Un livello più approfondito (dark green) è quello che
integra la tradizionale contabilità economico-finanziaria con quella ambientale
per rispondere ad esigenze di gestione aziendale per un miglioramento della
stessa e che mirino ad una dettagliata documentazione degli impatti positivi e
negativi, anche ai fini della certificazione di qualità ambientale. Essa
consisterà nella riclassificazione dei conti, evidenziando quelli relativi agli
interventi sull’ambiente, nella aggiunta di voci riguardanti ricavi e costi
"nascosti", nell’aggiunta di "addenda", costituite dalla valutazione monetaria
delle esternalità e da un prospetto di indicatori ambientali per i quali non è
pensabile una valutazione monetaria. Tale livello può anche assolvere ad
esigenze di analisi di casi studio per la messa a punto di interventi di
politica agroambientale più pertinenti da parte delle istituzioni ed a questo
scopo potrebbe essere opportunamente supportata.
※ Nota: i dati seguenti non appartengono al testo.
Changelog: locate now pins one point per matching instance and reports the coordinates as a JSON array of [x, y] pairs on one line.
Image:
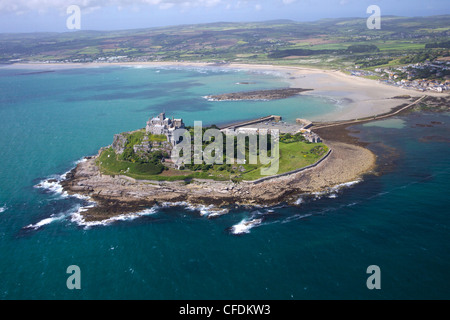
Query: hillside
[[333, 43]]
Un livello intermedio (medium green) potrebbe essere
rappresentato da una contabilità ambientale costituita dalla rilevazione di
indicatori ambientali, opportunamente scelti in base alle priorità locali
definite attraverso la concertazione tra istituzioni e soggetti sociali e
produttivi. A questo livello potrebbe non essere necessaria la presenza di una
contabilità tradizionale, ma l’audit consisterebbe in un confronto tra i
livelli degli indicatori ed i livelli soglia stabiliti dalle norme, dai
requisiti minimi (Allegato III del regolamento citato) e dalle buone pratiche
agronomiche (allegato IV del regolamento stesso), nonché da obbiettivi fissati
dalla gestione aziendale per verificare il miglioramento nelle prestazioni
ambientali dell’azienda stessa; a tal fine sarà necessario un confronto tra i
risultati degli indicatori anno per anno in modo da evidenziare il progresso
della gestione aziendale nei confronti del comportamento virtuoso verso
l’ambiente. Tale livello può anche arrivare al dettaglio sufficiente per
certificazioni del tipo ISO14000 ed EMAS.
Infine un livello di audit minimo (light green),
che potrà riguardare la maggioranza delle aziende, quelle che scelgono di
attenersi al minimo indispensabile per assicurare la documentazione necessaria
ad accedere al regime di pagamento unico. Esso, presumibilmente, consisterà
nella documentazione, per lo più autocertificata, del rispetto dei requisiti
minimi e del rispetto delle buone condizioni agronomiche previsti dai citati
allegati al regolamento 1782/03. Le Regioni stanno lavorando per mettere a punto
uno strumento in grado di consentire un siffatto controllo.